NoBIAS: Non-coding RNA Base Interaction Annotation using Visual Snapshot

Non-coding RNAs fold into complex 3D structures that govern their biological functions, with RNA structural motifs (RSMs) serving as conserved building blocks of this architecture.
These motifs are defined by characteristic base-interaction patterns, making accurate identification and classification of RNA interactions essential for understanding RNA structure and function.

Despite their biological importance, accurately identifying and classifying these interactions remains challenging because the available data are highly variable in quality and scarce in quantity. This compromises annotation reliability, hinders the construction of trustworthy ground truth for systematic assessment, and restricts the supply of reliable training examples needed for supervised learning.

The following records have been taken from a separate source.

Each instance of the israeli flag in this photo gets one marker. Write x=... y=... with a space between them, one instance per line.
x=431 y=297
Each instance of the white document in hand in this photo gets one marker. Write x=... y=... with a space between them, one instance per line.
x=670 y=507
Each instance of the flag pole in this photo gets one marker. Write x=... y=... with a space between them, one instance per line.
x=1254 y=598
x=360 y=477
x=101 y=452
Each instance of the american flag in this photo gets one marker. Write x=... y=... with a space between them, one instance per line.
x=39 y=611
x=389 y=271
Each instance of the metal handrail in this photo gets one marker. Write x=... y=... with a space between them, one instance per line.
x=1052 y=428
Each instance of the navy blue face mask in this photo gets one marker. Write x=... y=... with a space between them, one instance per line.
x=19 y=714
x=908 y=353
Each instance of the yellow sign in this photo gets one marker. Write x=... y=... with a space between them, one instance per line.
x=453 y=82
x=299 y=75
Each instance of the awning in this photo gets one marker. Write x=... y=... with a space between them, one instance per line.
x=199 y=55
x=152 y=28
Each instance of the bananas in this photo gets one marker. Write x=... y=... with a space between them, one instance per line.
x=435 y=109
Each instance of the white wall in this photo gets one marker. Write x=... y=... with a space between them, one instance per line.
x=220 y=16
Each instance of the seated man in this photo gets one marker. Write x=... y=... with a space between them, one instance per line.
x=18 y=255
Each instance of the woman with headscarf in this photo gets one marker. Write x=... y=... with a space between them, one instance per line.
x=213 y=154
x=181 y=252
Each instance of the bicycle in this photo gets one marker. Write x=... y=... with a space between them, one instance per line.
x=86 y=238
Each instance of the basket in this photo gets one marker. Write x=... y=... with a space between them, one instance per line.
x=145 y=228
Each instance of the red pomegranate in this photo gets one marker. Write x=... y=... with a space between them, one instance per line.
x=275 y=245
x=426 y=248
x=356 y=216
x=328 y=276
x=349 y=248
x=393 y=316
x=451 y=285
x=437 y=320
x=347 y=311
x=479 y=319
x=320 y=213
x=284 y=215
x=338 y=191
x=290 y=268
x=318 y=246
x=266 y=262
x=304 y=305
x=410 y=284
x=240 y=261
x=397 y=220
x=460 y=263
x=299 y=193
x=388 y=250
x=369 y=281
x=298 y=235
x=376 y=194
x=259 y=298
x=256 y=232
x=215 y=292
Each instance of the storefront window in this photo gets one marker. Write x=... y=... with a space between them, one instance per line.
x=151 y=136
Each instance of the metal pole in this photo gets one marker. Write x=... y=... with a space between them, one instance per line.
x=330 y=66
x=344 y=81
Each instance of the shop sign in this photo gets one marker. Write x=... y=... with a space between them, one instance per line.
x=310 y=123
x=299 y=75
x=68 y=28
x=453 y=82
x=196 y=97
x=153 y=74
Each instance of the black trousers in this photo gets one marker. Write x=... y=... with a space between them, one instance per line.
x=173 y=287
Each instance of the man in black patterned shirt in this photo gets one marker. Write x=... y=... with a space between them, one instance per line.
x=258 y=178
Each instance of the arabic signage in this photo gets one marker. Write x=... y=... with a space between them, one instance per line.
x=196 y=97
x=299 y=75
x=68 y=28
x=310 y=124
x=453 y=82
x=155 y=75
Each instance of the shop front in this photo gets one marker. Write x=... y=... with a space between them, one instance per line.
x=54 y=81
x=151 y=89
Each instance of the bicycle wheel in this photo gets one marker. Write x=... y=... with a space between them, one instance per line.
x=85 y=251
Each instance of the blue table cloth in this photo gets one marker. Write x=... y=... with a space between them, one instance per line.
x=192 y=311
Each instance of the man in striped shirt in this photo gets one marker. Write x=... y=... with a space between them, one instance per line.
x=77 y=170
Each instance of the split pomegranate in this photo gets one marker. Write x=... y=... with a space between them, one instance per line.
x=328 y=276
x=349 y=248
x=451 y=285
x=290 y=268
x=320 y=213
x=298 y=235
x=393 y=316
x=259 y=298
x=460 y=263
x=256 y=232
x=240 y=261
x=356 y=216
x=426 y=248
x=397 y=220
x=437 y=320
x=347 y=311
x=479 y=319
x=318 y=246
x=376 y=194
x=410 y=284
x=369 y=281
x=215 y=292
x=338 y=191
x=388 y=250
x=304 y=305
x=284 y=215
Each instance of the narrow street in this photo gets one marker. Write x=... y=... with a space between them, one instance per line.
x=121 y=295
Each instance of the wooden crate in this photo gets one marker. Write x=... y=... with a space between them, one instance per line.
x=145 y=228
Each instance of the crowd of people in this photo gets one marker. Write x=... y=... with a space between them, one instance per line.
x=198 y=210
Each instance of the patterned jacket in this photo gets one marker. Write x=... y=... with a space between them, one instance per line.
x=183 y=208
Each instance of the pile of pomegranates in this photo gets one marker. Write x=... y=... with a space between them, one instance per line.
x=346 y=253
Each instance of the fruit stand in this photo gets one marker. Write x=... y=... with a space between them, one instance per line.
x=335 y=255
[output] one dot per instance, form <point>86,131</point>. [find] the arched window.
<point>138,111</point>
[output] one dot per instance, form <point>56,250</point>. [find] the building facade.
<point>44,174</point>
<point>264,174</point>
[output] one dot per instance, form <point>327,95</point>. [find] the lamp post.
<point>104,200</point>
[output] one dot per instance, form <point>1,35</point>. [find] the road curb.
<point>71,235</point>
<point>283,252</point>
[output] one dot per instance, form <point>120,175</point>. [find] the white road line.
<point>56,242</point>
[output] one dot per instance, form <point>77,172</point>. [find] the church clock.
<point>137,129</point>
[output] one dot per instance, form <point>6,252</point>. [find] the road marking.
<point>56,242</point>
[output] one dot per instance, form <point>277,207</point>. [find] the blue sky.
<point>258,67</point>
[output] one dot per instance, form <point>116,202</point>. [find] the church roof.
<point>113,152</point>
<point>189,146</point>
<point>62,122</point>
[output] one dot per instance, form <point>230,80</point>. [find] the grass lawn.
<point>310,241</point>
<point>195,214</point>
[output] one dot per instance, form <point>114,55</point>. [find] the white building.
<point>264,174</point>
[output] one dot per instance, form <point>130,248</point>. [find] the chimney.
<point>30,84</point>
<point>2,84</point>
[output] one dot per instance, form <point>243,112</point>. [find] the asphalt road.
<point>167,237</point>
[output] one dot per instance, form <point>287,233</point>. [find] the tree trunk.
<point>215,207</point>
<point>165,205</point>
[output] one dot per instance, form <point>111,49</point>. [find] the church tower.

To address this, we introduce NoBIAS, the first resolution-aware, integrated machine learning-based suite for annotating base interactions from 3D RNA structures, inspired by human pattern recognition, augmented with structure prediction for data enrichment, and evaluated on a carefully curated, stratified benchmark.

NoBIAS is a hierarchical framework for RNA base-interaction annotation that integrates interaction-specific inductive biases with multimodal representation learning. By combining a convolution-augmented, rule-guided module for stacking interactions with complementary graph and image encoders for pairing interactions, NoBIAS captures both structural priors and local visual cues of RNA base doublets. A performance-calibrated logit fusion scheme then adaptively integrates modality-specific predictions based on local-structural resolution, enabling robust inference across heterogeneous 3D RNA structures.

Evaluation across multiple benchmark tiers: spanning consensus, homolog-supported, and manually verified cases, shows that NoBIAS consistently outperforms existing methods under increasingly challenging conditions. Together, the NoBIAS design and its evaluation framework provide a systematic foundation for robust RNA base-interaction annotation, enabling more reliable analysis of RNA structure under realistic uncertainty.